Turning to my side, I found myself curled into Callum. One of his large arms were draped over me while my head fell perfectly into place in the crook of his neck. We fit like a puzzle board made specifically for each other.

I lifted a hand to play with the curls of Callum’s hair, and bit my lip as I did so. It felt scandalous, doing something I would never catch myself doing.

But I couldn’t help but think. Maybe it was the stress of being surrounded by gangs again that triggered the attack. Maybe I couldn’t find what I was looking for in The Jack’s and wishfully thought I could find it with The Kings. Is that why I felt so determined to do the job? Is that why I didn’t kill Callum right away?

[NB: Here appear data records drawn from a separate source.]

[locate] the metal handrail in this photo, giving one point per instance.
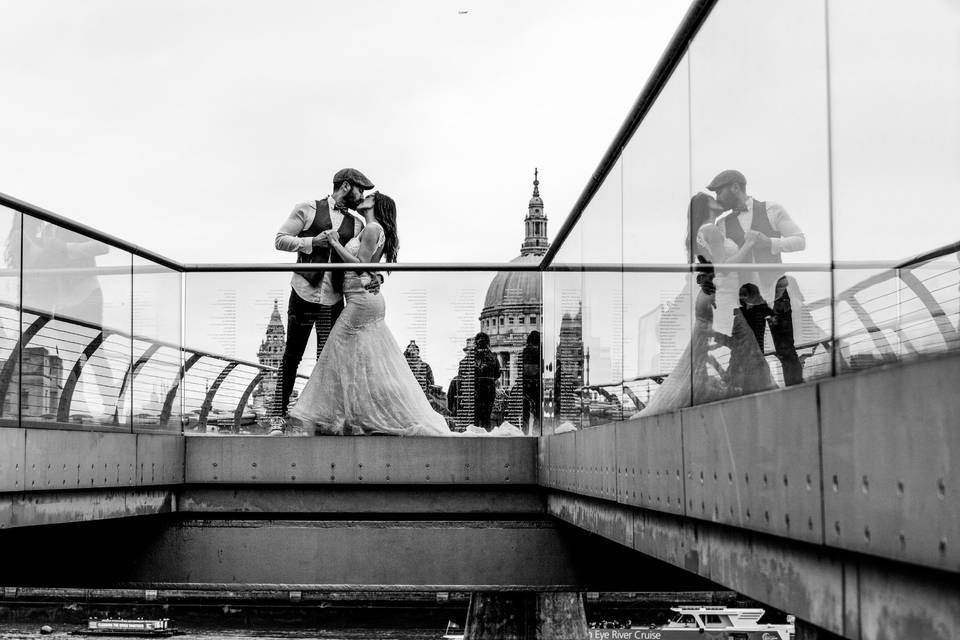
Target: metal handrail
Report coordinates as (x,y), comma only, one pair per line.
(358,266)
(49,216)
(695,17)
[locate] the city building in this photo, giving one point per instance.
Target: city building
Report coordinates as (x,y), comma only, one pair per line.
(270,354)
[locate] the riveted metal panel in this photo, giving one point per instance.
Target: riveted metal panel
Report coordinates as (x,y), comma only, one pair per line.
(378,499)
(12,458)
(669,539)
(563,457)
(891,441)
(332,459)
(754,462)
(795,578)
(358,552)
(650,463)
(60,459)
(610,520)
(543,462)
(895,603)
(79,505)
(159,459)
(597,461)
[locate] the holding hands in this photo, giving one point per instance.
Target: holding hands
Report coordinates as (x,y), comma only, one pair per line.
(326,239)
(755,238)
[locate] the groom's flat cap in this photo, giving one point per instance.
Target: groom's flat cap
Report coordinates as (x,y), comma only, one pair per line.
(354,177)
(730,176)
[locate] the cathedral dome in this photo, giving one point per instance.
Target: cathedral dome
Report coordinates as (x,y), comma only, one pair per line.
(513,293)
(514,288)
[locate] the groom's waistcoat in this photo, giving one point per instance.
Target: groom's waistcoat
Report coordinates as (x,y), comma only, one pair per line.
(761,223)
(322,222)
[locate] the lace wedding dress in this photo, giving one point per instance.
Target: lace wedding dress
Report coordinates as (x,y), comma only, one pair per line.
(698,377)
(361,384)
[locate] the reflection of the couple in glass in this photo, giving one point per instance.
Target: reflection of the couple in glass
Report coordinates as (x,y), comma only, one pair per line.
(727,314)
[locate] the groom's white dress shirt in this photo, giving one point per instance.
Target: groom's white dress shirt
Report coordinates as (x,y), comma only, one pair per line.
(792,238)
(299,219)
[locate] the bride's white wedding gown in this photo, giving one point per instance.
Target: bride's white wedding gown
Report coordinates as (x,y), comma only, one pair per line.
(361,383)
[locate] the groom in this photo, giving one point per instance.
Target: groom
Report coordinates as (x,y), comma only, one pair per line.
(316,297)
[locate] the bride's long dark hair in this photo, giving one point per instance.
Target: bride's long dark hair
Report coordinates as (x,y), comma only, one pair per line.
(385,212)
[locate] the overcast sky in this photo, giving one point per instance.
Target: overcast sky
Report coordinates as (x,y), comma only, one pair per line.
(192,128)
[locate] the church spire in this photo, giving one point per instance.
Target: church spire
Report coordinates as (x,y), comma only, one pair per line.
(535,241)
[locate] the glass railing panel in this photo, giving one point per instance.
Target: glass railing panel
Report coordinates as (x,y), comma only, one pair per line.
(758,104)
(603,336)
(886,315)
(157,347)
(571,250)
(656,178)
(931,304)
(657,320)
(602,221)
(76,327)
(753,338)
(433,322)
(868,318)
(218,397)
(894,127)
(564,356)
(10,223)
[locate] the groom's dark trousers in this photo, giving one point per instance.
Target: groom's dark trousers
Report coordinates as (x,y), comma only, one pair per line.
(302,318)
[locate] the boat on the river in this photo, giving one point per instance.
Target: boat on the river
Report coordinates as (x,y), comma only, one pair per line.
(703,623)
(138,628)
(453,632)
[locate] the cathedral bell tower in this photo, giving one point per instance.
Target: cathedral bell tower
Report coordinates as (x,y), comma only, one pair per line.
(535,242)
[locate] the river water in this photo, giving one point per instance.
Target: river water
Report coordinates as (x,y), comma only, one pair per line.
(21,631)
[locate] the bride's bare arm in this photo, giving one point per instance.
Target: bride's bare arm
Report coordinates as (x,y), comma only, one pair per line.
(368,246)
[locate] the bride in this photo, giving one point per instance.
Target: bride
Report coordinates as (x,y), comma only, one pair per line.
(718,321)
(361,383)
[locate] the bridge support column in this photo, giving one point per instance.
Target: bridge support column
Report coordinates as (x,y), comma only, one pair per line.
(807,631)
(502,615)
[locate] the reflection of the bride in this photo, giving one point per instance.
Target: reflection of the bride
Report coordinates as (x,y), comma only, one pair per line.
(724,315)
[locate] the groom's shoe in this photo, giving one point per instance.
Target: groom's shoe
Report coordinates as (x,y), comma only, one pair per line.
(278,426)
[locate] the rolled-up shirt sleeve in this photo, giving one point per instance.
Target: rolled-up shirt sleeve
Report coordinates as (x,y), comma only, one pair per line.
(295,223)
(791,236)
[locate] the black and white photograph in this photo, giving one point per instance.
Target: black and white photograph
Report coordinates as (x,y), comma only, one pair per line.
(453,320)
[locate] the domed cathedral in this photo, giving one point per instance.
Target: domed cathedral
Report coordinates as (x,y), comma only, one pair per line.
(514,303)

Callum could help me, I think. Perhaps what I was looking for has been here the whole time.

Family.

I sighed and dropped my hand from Callum’s head. That will be impossible.

I found Callum as a mercenary, and I’ll leave London as one. I’m supposed to kill him. Already, I’ve strayed far away from my assignment, doing more harm than good. What will Scarpone say when I failed MERCHANTS? What would they do to me if they found out?

I’m a mercenary, just one. But me against an army of mercenaries? I know what they’ll tell me. They’ll tell me to finish the job. Just kill him because there will be more jobs like this. Guys like Callum are expendable.

But to me he’s a needle in a haystack. 

Callum probably thinks I’m just some poor military girl that was now adopted into his gang. He thinks I’m here to stay. In reality, he knows nothing of who I currently am. My job, my family, my past. Yeah, maybe he knows of me and the Jack’s, but that too is very vague. He doesn’t even know my last name.

And it’s because of who I am that I will never give him the chance..

See, this is a sign that we shouldn’t be together. Yeah, I fit into this puzzle, but I will always that one puzzle piece in the pile of thousands. Take a good glance at the picture, you won’t even see me when the board is completed.